Could it be too good to be true? Thanks to Lasso, we've discovered this article in the WaPo (bugmenot needed) discussing how DeLay may have botched things up for his own seat in the House by forcing the redistricting into motion:
Though the change has received little notice, DeLay's strength in his suburban Houston congressional district of strip malls and housing developments has eroded considerably -- forcing him to renew his focus on protecting his seat.We here at Pinkdome love our irony, especially when it bites Tom DeLay in the ass.DeLay garnered 55 percent of the vote in the November election against a relatively unknown Democrat, an unusually modest showing for a veteran House member who is one of the most powerful politicians in Washington.

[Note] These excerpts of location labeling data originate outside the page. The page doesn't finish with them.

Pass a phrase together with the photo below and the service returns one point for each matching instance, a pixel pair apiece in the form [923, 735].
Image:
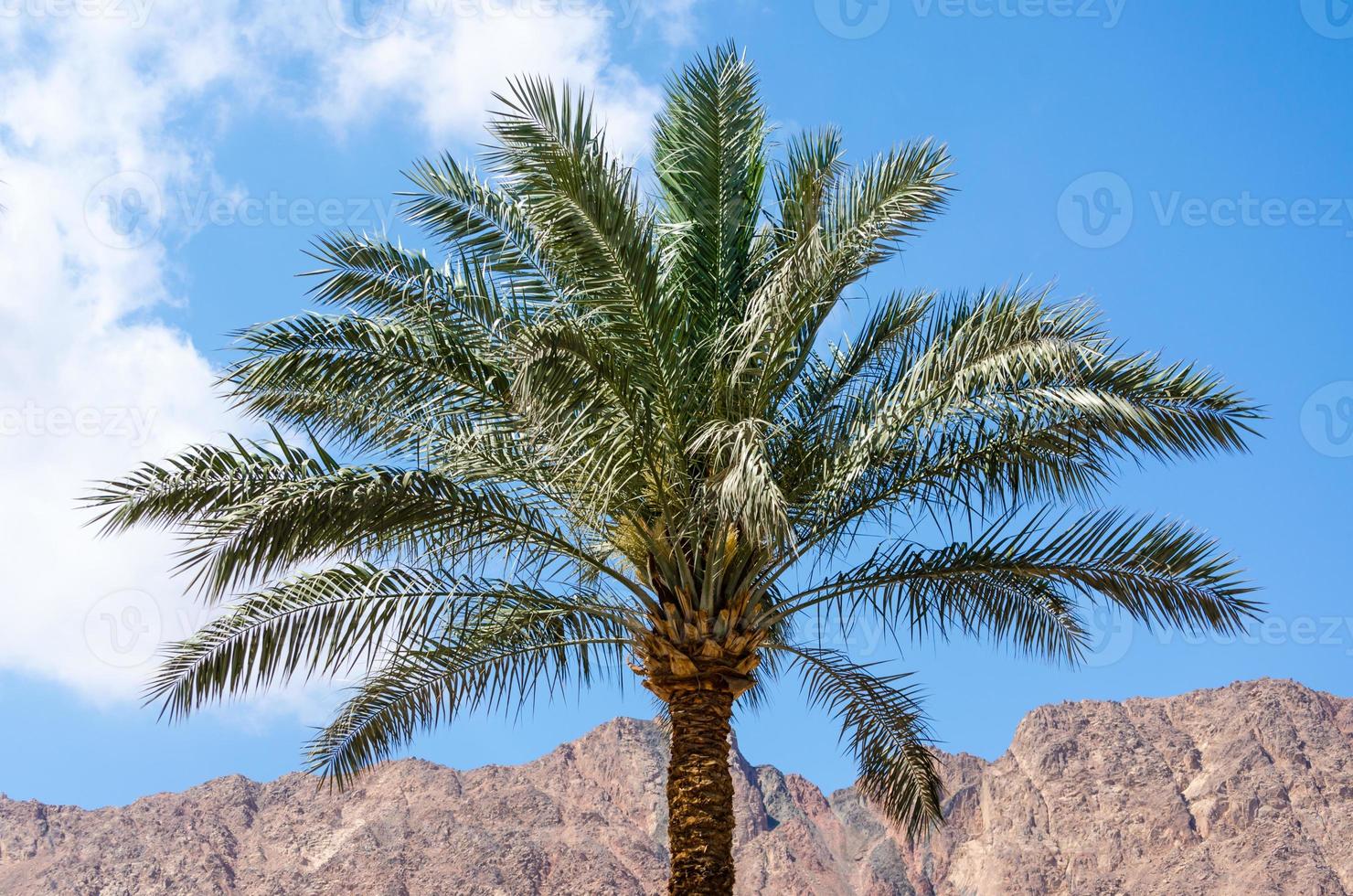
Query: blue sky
[1186, 164]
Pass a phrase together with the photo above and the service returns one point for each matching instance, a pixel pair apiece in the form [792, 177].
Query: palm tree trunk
[699, 795]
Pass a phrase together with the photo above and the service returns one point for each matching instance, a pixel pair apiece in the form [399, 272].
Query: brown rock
[1242, 789]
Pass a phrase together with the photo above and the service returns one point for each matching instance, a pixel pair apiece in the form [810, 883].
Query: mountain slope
[1242, 789]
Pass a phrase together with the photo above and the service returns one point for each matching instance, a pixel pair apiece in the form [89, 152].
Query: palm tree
[605, 430]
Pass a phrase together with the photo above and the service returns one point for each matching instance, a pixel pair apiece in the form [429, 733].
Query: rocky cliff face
[1243, 789]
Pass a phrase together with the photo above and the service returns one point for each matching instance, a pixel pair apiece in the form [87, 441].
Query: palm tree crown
[602, 427]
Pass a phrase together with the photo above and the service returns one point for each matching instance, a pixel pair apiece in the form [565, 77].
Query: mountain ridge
[1237, 789]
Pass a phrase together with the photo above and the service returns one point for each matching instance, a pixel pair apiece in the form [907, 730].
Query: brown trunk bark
[699, 795]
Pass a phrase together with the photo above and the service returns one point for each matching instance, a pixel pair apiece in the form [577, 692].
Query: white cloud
[106, 110]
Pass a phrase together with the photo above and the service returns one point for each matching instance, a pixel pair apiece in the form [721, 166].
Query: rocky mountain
[1242, 789]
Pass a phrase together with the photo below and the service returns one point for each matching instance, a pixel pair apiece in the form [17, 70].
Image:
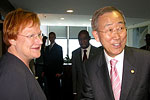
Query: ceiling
[50, 11]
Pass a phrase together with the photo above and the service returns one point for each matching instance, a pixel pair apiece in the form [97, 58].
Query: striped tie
[115, 81]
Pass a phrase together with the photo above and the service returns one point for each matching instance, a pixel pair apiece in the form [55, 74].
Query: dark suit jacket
[16, 80]
[135, 80]
[53, 59]
[77, 69]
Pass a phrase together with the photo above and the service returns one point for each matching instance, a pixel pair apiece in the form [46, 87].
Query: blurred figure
[39, 64]
[22, 35]
[84, 52]
[53, 61]
[147, 46]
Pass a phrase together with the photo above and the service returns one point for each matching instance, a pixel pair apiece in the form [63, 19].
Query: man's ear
[95, 34]
[12, 42]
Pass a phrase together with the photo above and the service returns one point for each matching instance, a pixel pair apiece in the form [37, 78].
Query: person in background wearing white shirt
[80, 55]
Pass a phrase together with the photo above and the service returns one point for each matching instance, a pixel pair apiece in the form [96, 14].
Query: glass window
[63, 44]
[74, 31]
[61, 31]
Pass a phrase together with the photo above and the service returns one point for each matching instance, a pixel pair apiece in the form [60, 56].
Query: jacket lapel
[104, 79]
[128, 73]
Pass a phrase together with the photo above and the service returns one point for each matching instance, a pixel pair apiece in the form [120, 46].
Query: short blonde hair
[100, 12]
[15, 21]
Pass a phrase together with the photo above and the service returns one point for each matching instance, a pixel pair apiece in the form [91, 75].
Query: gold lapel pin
[132, 71]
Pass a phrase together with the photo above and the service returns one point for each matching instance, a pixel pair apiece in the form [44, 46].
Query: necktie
[115, 81]
[50, 47]
[84, 55]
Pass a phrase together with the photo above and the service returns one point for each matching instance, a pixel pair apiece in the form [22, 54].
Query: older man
[117, 72]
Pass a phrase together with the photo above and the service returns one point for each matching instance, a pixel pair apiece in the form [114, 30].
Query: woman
[22, 35]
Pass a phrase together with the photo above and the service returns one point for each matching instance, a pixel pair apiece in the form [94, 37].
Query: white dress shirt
[87, 53]
[119, 64]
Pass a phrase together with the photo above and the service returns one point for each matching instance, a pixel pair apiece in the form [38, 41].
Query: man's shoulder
[137, 52]
[76, 50]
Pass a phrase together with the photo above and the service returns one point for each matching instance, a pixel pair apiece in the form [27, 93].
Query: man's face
[84, 40]
[111, 33]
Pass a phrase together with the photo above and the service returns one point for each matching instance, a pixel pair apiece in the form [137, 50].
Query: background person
[39, 65]
[22, 35]
[53, 61]
[78, 57]
[117, 72]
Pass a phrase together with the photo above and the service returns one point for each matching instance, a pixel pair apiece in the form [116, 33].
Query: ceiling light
[70, 11]
[62, 18]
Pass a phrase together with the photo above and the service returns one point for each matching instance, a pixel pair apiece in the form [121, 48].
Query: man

Some Republican officials and DeLay supporters worry that with President Bush absent from the top of the ticket next year, liberal interest groups might target the conservative majority leader and spend millions of dollars on campaign ads to try to defeat him. . .
. . . DeLay now has to worry about "Texas 22," the congressional district he has represented for the past 21 years in the U.S. House. Ironically, the Texas redistricting plan he engineered over strong Democratic objections drained some vital Republican support and could make it tougher for him to win reelection. In his old district, DeLay took 60 percent of the vote in 2000 and 63 percent in 2002.